The health sector is also zero. I once lost a cousin to a medical personnel's incompetence. The Nigerian government has a lot to thank the Irish government for, because of the way pregnant women are being taken care of over there in Ireland. A grandma recently came on visitation to Ireland and her daughter-in-law fell into labour.
The old woman coming with the Nigerian mentality insisted on accompanying her to the hospital, in case she would need to help her if she would need some extra things. She was surprised at the way everything went and the reception she herself got at the hospital.
"Here in Nigeria, another bane of the nation is maternal and infant mortality and morbidity. The medical facilities available for the care of pregnant women are zero.

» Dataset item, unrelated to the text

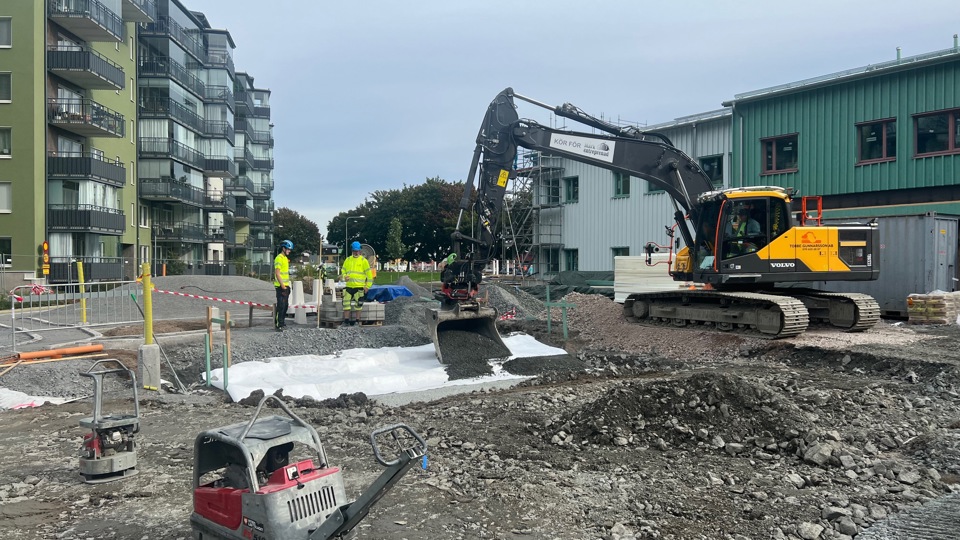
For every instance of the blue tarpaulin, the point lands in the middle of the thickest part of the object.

"Most Nigerians do not want to come back home to all these hardships after living in a different environment where everything works the way it should. Some would even tell you that they prefer to die or rot away in jail abroad instead of coming home to suffer.
"I believe our government should begin to take positive steps to correct some of these inadequacies so that people can stay and stop migrating from Nigeria."
In the book Herstory, Pamela Toyin Akinjobi writes stories of different women from different parts of Africa and the painful separation from their homes, families and friends despite the fact they are leaving behind some forms of trauma.
Pamela Toyin is a writer, an immigrant who has lived in Ireland for many years. She started her writing career in Ireland with the Metro Eireann, Ireland's first and only multi- cultural newspaper. She was also a part of the organisers of the most Beautiful African Girl beauty pageant and she also anchors her own business and talkshow - Pamela Toyin Talk Show.